La transcription d'un gène est un processus fort complexe qui vient pour la première fois d'être observé en temps réel grâce à des équipements très sophistiqués et une méthode de marquage unique. Cette avancée, qui permet de mieux comprendre le processus de transcription génétique, a été réalisée à l'Albert Einstein College of Medicine de l'Université Yeshiva, à New York, par une équipe dont fait partie Daniel Zenklusen, professeur au Département de biochimie de l'Université de Montréal. Une partie de ces travaux, dont les résultats étaient publiés dans l'édition du 22 avril de la revue Science, a été effectuée au laboratoire du professeur Zenklusen.

L'exploit tient au fait que l'équipe a pu procéder à cette observation à partir du marquage d'un seul gène dans un organisme unicellulaire vivant, soit une cellule de levure. Pour y parvenir, les chercheurs ont inséré des protéines fluorescentes dans le gène, ce qui a permis d'examiner la synthèse de l'ARN messager et de suivre l'expression de la totalité du gène. L'observation a été faite à l'aide de capteurs ultrasensibles initialement conçus pour des instruments d'astronomie.

"Il est très difficile d'étudier une molécule individuelle dans une cellule vivante parce que le signal est trop faible, explique le professeur. Nous avons dû perfectionner la méthode de marquage, qui était déjà très sophistiquée. La levure a été utilisée parce que c'est un organisme qui peut facilement être modifié au moyen de cette technique. Nous avons ciblé le plus long des 6000 gènes de cette cellule afin de pouvoir observer une durée de transcription plus longue."

Plus précisément, les chercheurs ont pu scruter l'activité de l'ARN polymérase, qui est l'étape enzymatique précédant la formation de l'ARN messager, et chacune des trois phases de la transcription, soit l'initiation, l'élongation et la terminaison.

Fréquence de transcription

Outre l'avancée technologique, cette étude a permis de découvrir que la fréquence de transcription d'un gène est déterminée par un processus très simple, plus simple même que l'imaginaient jusqu'ici les chercheurs. "Plusieurs modèles possibles de régulation de la fréquence de transcription ont été proposés, mais nous avons pu voir que, au moins pour certains promoteurs, cette fréquence repose tout bonnement sur le nombre de facteurs de transcription présents dans le noyau", précise Daniel Zenklusen.

Un facteur de transcription est une protéine qui se fixe sur le promoteur du gène, c'est-à-dire la séquence d'ADN précédant le gène et qui en détermine le niveau d'expression. L'initiation de la transcription apparait, selon cette étude, comme un fait aléatoire dépendant du succès des facteurs de transcription à se fixer sur les promoteurs. "Si nous pouvons déterminer le nombre de facteurs de transcription spécifiques d'un gène, nous aurons la fréquence exacte de son expression", affirme le chercheur.

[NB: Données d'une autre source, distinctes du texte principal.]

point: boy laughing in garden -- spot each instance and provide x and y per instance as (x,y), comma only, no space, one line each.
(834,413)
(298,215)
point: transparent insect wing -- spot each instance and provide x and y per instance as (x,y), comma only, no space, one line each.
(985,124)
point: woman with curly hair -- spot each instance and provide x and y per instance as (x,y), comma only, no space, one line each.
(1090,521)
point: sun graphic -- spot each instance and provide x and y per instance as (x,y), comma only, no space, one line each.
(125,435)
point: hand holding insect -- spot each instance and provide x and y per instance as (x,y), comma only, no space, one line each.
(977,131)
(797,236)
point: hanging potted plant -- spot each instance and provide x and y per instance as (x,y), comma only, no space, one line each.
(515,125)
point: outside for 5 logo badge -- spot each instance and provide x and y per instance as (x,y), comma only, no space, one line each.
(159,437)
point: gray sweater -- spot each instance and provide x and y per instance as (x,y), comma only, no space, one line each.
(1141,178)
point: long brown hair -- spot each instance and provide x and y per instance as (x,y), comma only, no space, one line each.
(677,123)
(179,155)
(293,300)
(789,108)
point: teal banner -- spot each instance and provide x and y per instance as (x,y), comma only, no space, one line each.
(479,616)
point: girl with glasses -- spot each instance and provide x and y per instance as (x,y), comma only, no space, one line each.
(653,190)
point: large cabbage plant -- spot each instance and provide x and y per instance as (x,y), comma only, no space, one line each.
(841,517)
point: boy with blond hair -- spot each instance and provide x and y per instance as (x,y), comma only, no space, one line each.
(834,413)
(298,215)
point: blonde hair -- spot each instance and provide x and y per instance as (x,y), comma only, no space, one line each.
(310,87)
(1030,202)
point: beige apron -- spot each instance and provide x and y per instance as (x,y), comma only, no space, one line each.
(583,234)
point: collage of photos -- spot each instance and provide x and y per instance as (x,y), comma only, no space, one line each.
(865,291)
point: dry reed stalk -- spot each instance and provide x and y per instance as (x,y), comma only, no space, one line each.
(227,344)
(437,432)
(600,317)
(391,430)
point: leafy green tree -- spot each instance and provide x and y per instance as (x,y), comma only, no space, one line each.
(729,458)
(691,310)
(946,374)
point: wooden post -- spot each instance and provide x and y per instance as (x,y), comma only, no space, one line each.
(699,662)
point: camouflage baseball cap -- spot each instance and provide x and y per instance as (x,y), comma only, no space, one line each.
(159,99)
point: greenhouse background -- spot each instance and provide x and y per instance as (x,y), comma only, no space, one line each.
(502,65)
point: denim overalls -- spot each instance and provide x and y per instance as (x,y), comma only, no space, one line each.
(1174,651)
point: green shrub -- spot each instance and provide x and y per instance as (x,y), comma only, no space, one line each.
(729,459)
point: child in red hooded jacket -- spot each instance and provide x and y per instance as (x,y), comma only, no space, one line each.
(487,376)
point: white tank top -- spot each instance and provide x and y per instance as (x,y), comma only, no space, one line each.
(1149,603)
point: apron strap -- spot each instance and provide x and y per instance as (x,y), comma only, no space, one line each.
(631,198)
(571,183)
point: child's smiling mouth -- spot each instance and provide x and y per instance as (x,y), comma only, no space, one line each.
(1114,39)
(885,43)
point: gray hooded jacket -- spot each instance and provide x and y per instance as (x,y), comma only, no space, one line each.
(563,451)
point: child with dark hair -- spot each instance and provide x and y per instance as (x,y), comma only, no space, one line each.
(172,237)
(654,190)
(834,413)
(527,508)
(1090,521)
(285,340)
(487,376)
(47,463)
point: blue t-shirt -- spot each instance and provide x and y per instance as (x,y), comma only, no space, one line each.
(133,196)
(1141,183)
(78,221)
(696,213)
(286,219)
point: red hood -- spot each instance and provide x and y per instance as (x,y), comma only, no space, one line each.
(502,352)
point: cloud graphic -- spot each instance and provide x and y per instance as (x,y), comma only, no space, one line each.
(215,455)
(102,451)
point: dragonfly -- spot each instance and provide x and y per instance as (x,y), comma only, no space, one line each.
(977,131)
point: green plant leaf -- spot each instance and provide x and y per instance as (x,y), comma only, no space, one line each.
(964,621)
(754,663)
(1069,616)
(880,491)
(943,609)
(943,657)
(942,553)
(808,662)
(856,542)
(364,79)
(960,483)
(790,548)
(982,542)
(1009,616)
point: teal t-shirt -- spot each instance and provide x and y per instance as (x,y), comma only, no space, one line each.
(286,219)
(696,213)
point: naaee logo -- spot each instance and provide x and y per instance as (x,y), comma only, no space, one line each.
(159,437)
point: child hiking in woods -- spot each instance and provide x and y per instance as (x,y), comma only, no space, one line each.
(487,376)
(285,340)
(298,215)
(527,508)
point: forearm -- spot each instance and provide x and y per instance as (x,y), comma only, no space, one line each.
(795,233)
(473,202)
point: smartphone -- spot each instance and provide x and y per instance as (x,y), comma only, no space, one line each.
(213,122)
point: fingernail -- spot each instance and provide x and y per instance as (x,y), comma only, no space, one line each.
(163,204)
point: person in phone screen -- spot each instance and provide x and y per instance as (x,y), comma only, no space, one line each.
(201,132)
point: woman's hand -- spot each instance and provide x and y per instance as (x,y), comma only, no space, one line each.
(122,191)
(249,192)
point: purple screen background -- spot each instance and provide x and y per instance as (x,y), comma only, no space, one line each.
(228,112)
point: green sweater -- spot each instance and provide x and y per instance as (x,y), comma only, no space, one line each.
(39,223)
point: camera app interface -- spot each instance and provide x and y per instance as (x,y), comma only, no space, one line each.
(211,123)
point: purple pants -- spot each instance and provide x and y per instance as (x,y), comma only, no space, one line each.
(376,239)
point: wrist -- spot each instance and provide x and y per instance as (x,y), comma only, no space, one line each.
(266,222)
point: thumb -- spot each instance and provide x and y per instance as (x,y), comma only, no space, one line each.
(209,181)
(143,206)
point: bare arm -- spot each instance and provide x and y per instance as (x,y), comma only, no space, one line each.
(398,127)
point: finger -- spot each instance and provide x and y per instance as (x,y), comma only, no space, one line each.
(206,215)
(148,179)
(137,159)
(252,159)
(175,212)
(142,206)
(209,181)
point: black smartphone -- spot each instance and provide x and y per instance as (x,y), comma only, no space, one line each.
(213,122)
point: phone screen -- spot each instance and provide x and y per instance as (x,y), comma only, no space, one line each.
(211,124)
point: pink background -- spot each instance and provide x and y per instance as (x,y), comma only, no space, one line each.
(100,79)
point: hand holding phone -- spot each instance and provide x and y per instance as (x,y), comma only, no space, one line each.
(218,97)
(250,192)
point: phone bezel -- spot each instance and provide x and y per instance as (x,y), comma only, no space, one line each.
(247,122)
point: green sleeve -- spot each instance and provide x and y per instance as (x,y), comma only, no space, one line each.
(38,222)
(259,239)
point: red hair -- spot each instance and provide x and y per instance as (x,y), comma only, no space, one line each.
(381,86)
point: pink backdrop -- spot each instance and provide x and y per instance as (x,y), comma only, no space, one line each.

Daniel Zenklusen poursuit ses travaux dans ce domaine afin de savoir comment les cellules individuelles régulent l'expression de leurs gènes et si la transcription est identique selon les différents types de promoteurs. "Comparativement aux cellules animales, les promoteurs de la levure sont extrêmement simples. Mais comprendre le mécanisme de base dans un processus simple nous aidera à mieux saisir le même processus dans des conditions plus complexes comme celles des cellules humaines", espère-t-il.

Le chercheur s'intéresse aussi aux phénomènes qui surviennent après la transcription de l'ADN comme le transport de l'ARN du noyau vers le cytoplasme. "Les techniques de marquage mises au point dans ces travaux ainsi que les capacités des microscopes modernes nous font entrer dans une nouvelle dimension en nous permettant d'observer en temps réel ces processus cellulaires", se réjouit Daniel Zenklusen.

L'étude a été menée sous la direction du Dr Robert Singer, de l'Albert Einstein College of Medicine.